Was Mordichai a proto-blogger?

In the post beneath this one, Rafi imagines the shaloshudis muttering in old Shushan Habirah

Why does that Mordecai guy have to make so much trouble for us? Can't he just bow down to Haman like the rest of us and get it out of the way? Why does he rock the boat? Does he think God speaks to him more than to us? All he does is make trouble, while we just want to be left alone to live our own lives quietly. Why does he have to be sucha fanatic and make trouble for the rest of us?"
This is cute, but not in keeping with the midrash cited in Yalkut Shimoni 953 which says the people who objected to Mordecai's behavior were not the common people, but the rabbinic judges, the gedolim of the time.

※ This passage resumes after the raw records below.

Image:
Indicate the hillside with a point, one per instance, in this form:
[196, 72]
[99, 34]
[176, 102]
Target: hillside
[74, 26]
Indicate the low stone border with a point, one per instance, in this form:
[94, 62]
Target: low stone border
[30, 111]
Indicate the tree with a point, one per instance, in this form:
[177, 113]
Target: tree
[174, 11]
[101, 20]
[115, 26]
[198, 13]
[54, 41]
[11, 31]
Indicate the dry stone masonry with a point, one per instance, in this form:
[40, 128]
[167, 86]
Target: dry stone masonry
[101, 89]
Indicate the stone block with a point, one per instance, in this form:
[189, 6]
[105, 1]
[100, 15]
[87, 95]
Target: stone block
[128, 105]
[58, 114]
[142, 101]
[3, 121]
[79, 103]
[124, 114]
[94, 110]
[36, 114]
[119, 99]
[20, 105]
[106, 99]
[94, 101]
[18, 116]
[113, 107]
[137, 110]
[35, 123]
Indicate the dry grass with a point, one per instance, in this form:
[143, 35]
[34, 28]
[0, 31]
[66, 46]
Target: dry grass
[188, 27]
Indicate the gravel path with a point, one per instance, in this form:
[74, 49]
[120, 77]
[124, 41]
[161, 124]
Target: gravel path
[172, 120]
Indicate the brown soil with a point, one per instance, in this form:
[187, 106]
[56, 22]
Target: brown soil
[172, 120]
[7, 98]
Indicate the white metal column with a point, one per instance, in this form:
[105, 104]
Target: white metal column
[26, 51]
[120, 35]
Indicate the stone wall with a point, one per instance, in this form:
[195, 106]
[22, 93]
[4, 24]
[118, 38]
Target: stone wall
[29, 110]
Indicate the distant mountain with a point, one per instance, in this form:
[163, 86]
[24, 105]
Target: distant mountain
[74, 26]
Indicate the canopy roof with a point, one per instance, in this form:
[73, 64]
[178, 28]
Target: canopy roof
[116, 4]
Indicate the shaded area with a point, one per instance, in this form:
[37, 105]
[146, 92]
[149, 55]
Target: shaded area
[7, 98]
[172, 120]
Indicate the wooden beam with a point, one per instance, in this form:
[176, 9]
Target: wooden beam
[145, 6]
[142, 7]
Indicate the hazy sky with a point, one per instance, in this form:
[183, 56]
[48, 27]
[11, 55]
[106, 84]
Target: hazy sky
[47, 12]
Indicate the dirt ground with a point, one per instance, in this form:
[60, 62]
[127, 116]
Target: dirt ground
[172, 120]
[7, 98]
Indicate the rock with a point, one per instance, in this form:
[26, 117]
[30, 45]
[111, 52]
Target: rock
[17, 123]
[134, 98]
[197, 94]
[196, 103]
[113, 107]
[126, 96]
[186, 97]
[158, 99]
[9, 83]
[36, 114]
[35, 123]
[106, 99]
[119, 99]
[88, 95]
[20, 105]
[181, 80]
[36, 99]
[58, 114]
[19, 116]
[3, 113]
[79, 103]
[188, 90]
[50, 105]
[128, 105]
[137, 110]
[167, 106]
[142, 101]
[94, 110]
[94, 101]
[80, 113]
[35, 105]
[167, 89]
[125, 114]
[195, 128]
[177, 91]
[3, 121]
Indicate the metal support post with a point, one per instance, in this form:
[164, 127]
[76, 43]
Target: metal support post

According to this Midrash the עבדי המלך who said to Mordecai in 3:3 "Why do you transgress the king's commandment" were not courtiers of the King of Persia, but servants of the one true King. The rules Mordecai was transgressing, in their view, were not the laws of the kingdom, but the laws of the Torah. They argued that bowing to a king is permitted. They reminded him that Yaakov had bowed to Esav. They told him the survival of the Jewish people was at risk unless Mordecai acquiesced to their ruling.

ומרדכי לא יכרע ולא ישתחוה׃
But Mordecai did not bow and did not show homage.

In this Midrash, the pressure on Mordecai to bow comes not from gentile leaders but from the Jewish establishment. They are the ones Mordecai resists. Though Rafi sees Mordichai as a champion of "authentic Judaism" (whatever that might be) this Midrash sees Mordecai as an opponent of the old ways, as a protester and a rebel. In fact, others have pointed out the language used to describe Mordecai's non-compliance echos Berashis 39:10, where we're told that Yosef rejected Potiphar's wife. The words there are ויהי כדברה אל יוסף יום יום ולא שמע אליה. Here we're told that Mordecai rejected the wishes of the עבדי המלך and the words are: ויהי באמרם אליו יום ויום ולא שמע אליהם. This similarity suggests that Mordecai, like Yosef, was resisting the conventions of the land, and the demands of the powerful.